CofE Pension Board cautions against proposed Anglo American takeover

The Church of England (CofE) Pensions Board has cautioned against a proposed takeover of mining company, Anglo American, raising concerns over the long-term risks posed to asset owners’ interests.

According to a statement from Anglo American, BHP Group made a second, “unsolicited, non-binding and highly conditional” combination proposal, which was unchanged from the proposal previously rejected in April 2024.

This comprises an all-share offer for Anglo American by BHP, with a requirement for Anglo American to complete two separate demergers of its entire shareholdings in Anglo American Platinum Limited and Kumba Iron Ore Limited to Anglo American shareholders.

The Anglo American board unanimously rejected the latest proposal, stating that it is “confident” in Anglo American’s standalone future prospects.

Anglo American chairman, Stuart Chambers, said: “The latest proposal from BHP again fails to recognise the value inherent in Anglo American.

“Anglo American shareholders are well positioned to benefit from increasing demand from future enabling products while the increasing capital intensity to bring greenfield supply online makes proven assets with world class resource endowments ever more attractive.

"The BHP proposal also continues to have a highly unattractive structure. This leaves Anglo American, its shareholders and stakeholders disproportionately at risk from the substantial uncertainty and execution risk created by the proposed inter-conditional execution of two demergers and a takeover.”

The CofE Pensions Board, a UK asset owner and a long-term shareholder in Anglo American, echoed many of these concerns, arguing that “losing Anglo as a distinct entity may serve short-term financial interests, but as an asset owner we are not convinced that such consolidation will serve our long-term interests as a pension fund”.

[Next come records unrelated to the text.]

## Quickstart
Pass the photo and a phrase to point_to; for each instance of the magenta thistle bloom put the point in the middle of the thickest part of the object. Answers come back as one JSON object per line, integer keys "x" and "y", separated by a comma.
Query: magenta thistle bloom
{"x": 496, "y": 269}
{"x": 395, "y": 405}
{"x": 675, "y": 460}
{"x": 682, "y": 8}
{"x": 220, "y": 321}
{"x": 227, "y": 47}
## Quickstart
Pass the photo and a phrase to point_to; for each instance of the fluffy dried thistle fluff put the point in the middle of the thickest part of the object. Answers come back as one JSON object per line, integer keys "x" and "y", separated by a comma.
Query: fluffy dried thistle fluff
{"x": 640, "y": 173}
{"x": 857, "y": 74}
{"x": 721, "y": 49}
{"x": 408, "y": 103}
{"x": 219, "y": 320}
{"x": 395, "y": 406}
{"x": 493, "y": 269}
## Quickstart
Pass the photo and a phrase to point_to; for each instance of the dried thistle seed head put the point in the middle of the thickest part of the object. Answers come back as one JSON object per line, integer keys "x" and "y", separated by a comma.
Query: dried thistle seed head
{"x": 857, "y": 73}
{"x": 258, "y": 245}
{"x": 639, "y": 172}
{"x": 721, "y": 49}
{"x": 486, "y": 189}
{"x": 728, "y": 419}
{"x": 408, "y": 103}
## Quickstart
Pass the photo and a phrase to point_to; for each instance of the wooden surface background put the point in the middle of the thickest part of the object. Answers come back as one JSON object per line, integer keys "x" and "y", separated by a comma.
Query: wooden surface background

CofE Pensions Board chief responsible investment officer, Adam Matthews, said: “Our position is not in any way a judgement of any company making a bid for Anglo, but rather a call for greater reflection by institutional investors as to what is at stake and at risk of being lost.

"Mining has an absolutely vital role to play over the coming decades to provide the critical resources for the low carbon transition and other industrial activity, and we question if losing Anglo is the right market response.

“We need more companies like Anglo that are willing to grasp the opportunities of operating in emerging and developing markets such as Africa, not fewer. Seeing it swallowed up would risk damaging the enhanced role mining could play in key economies especially in Africa.

“The sector benefits from there being a race to the top among the major mining companies, and consolidation at this level removes a key actor in pursuit of a socially and environmentally responsible mining sector.”

In addition to this, Matthews said that, as a UK pension fund, the trustees are keen that London Stock Exchnge Group a premium market for mining companies.

“Rather than the prospect of losing Anglo, it would perhaps be more appropriate to consider what enhanced role Anglo and other companies could play in benefitting local and national populations, generating broader long-term value and supporting economic development in mineral rich countries,” he said.